On this day 41 years ago, Menace released their debut single, ‘Screwed Up’ b/w ‘Insane Society’.
Menace formed at North London’s Hope & Anchor in 1976, emerging from the ashes of a pub rock band with the Spinal Tapesque name Stonehenge. They were a bunch of Irish kids who’d grown up in the seedy area around Kings Cross decades before it became gentrified. Like Sham, Sparrer and to some extent Chelsea, they were one of those transitional punk bands whose grittier ‘street’ stance pointed towards Oi.

Many first generation punk bands argued that work was shit (see Sex Pistols ‘Seventeen’, The Clash ‘Career Opportunities’) – but for the second generation, unemployment became something worth criticising.

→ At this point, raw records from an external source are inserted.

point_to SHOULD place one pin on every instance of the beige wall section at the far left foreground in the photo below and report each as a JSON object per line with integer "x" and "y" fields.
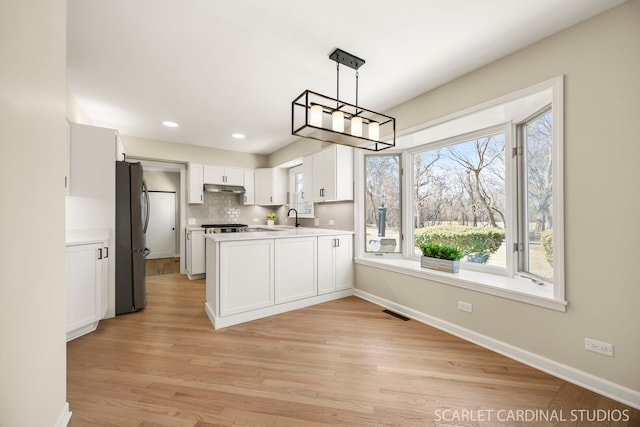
{"x": 32, "y": 253}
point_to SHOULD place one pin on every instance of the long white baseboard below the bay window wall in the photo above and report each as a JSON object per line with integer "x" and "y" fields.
{"x": 575, "y": 376}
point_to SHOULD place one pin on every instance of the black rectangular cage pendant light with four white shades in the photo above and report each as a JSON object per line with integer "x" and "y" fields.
{"x": 331, "y": 120}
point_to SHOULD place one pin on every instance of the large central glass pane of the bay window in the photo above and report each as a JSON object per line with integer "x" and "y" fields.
{"x": 459, "y": 197}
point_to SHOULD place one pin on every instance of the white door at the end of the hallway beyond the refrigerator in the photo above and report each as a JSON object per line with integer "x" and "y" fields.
{"x": 161, "y": 232}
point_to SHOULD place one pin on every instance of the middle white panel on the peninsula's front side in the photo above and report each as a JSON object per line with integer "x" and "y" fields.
{"x": 295, "y": 269}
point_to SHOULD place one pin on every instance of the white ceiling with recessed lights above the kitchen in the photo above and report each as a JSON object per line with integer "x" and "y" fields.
{"x": 220, "y": 66}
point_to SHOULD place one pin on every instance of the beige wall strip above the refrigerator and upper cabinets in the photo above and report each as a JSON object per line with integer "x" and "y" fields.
{"x": 182, "y": 153}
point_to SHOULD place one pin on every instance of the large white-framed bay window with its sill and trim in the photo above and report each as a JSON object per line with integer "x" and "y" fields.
{"x": 487, "y": 180}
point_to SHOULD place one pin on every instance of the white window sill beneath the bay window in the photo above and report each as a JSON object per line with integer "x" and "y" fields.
{"x": 513, "y": 288}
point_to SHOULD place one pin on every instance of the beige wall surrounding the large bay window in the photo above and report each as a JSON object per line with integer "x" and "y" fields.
{"x": 600, "y": 60}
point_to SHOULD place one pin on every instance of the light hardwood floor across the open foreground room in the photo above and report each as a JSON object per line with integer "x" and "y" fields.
{"x": 344, "y": 362}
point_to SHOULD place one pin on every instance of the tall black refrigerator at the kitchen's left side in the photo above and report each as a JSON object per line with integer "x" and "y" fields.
{"x": 132, "y": 219}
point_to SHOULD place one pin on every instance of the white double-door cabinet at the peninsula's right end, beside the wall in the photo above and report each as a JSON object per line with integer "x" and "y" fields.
{"x": 335, "y": 263}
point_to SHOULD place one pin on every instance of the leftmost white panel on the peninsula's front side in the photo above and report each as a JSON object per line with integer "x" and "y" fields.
{"x": 246, "y": 276}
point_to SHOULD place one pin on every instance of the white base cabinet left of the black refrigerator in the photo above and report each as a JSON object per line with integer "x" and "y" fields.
{"x": 87, "y": 278}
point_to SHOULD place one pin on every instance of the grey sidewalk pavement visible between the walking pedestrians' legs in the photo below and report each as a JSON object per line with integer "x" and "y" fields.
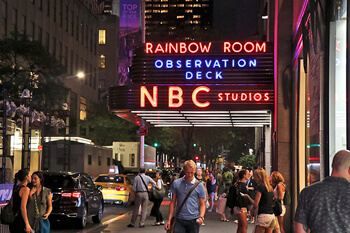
{"x": 212, "y": 223}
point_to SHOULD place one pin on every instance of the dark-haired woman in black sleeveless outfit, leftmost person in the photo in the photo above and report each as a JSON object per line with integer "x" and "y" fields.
{"x": 20, "y": 196}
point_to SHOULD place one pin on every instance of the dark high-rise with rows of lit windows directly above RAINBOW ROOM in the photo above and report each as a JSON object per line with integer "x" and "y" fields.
{"x": 170, "y": 19}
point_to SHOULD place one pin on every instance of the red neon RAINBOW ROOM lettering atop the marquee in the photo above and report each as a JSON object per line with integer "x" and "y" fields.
{"x": 207, "y": 48}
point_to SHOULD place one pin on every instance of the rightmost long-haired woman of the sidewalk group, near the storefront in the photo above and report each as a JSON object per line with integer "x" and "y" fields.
{"x": 278, "y": 193}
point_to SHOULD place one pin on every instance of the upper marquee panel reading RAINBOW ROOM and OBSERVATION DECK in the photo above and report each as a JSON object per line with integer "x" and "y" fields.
{"x": 211, "y": 62}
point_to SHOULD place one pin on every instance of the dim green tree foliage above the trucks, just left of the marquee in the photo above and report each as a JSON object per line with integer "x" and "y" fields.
{"x": 103, "y": 128}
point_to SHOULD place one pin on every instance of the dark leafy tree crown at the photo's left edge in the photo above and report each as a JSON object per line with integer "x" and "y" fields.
{"x": 25, "y": 64}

Chelsea’s ‘Right to Work’ had come out in June. On the face of it, a self-explanatory title and lyric. According to guitarist James Stevenson, though, it was “actually an anti-union statement. [Vocalist Gene October] had been trying to get into Equity and acting and couldn’t… so it was the right to work without joining a union”.
Without going into the finer points of Equity’s closed shop policy, it’s fair to say that Thatcher fulfilled October’s dream when outlawing the practice with her anti-union Employment Act of 1990.
Menace’s take in ‘Insane Society’ was more straightforward: “if we’re working class, why ain’t we got jobs”. Two years into Blair’s ‘cool Britannia’, the reformed band would return to the subject with their comeback single, ‘Society Still Insane’ (1999): “Half of us are scratchin’ our arses, the other half are slaves to work”. By then, it had sunk in that you’re fucked either way.

Menace roadies included ‘Hoxton’ Tom McCourt and ‘Millwall’ Roi Pearce, later of 4-Skins and The Last Resort, and their shows were noted for attracting a mixed punk and skinhead audience. Menace are sometimes cited as possibly the first punk band to achieve that feat: “Sham were more overt in their leanings towards skinheads,” vocalist Noel Martin recounted later, “we had that crossover thing. We liked that idea”.